Masonlar.org - Harici Forumu

 

Gönderen Konu: İnsan-Sağlık-Spor  (Okunma sayısı 3263 defa)

0 Üye ve 1 Ziyaretçi konuyu incelemekte.

Ağustos 21, 2011, 10:33:09 ös
  • Ziyaretçi

SPOR VE BESLENME II

Sayın Form Üyeleri,

İlgilenenler açısından spor ve beslenme konusundaki özet bilgileri sunmaya devam ediyorum.

HERKÜL
 
Aerobik ve anaerobik çalışmalar

Aerobik: Oksijen açlığına düşülmeden yapılan çalışmalardır. Bunda alınan ve harcanan oksijen miktarları eşit veya %6 eşite yakındır. Kalp atımını aşırı yükseltmeden (Bir dakikada, gençlerde ve çalışmışlarda 130, yaşlılarda ve antrenmansızlarda 100–120 civarında) yapılan dengeli çalışmalardır.

Anaerobik: Vermiş olduğumuz kalp atımının üstündeki kalp atımıyla uzun süreli devam edilen ve harcanan oksijen alınandan fazla olup, oksijen açlığıyla yapılan yüklemeli çalışmalardır.
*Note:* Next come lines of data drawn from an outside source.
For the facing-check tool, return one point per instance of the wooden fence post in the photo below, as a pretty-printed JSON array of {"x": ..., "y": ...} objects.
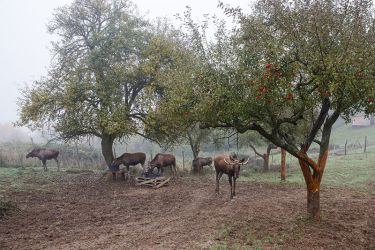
[
  {"x": 283, "y": 164},
  {"x": 346, "y": 143},
  {"x": 183, "y": 161}
]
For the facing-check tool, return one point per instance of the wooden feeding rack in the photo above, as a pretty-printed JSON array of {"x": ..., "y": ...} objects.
[{"x": 155, "y": 183}]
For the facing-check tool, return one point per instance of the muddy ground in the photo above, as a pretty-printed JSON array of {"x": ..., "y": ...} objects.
[{"x": 78, "y": 211}]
Bu geçiş noktasına Anaerobik Eşik Noktası (AEN) denilmekte olup, spor faaliyetlerinde önemli bir sınırdır.

   Belirli yaşı bulmuş olan ve spora sağlık için devam edenler, aerobik prensipli çalışmalar yapmalıdır. Bunlar; tempolu yürüyüş, hafif koşular, bisiklet ve yürüyüş bantları, grup aerobik ve step, hatta evde dans vs. şeklinde de uygulanabilir.

Aerobik ve anaerobik (Kardiyovasküler) çalışmalarda dikkat edilecek prensipler:

*Tüm çalışmaların başında, germe (streching), ısınma (warm-up)  hareketleri yapılmalıdır.
*Yapılan aktivite sadece yürüyüş bile olsa, yararlı çalışma olabilmesi için nabız atımının yaklaşık 100 den aşağı olmaması gerekir.
*Haftada en az iki, en çok beş gün yapılmalı, gün sayısına göre de 30 – 60 dakika arasında olmalıdır. (Örneğin 25 dakika bisiklet, 15 dakika ağırlıklı çalışma vs. gibi.)
*Vücut 12 dakikadan sonra, yağ yakma enzimlerini üretiyor. 20 dakikadan sonra ise vücut glikojen depolarının 1/5 ini tüketerek yağ dokusunun enerjiye dönüşmesini sağlıyor.
*Vücudumuzun 500 gram yağ yakması için yaklaşık 3.500 kalori harcaması gerekmektedir.
*Antrenmanlı kişilerde yağı daha çabuk yakan ve glikoz depolayan metabolik enzimler daha fazladır.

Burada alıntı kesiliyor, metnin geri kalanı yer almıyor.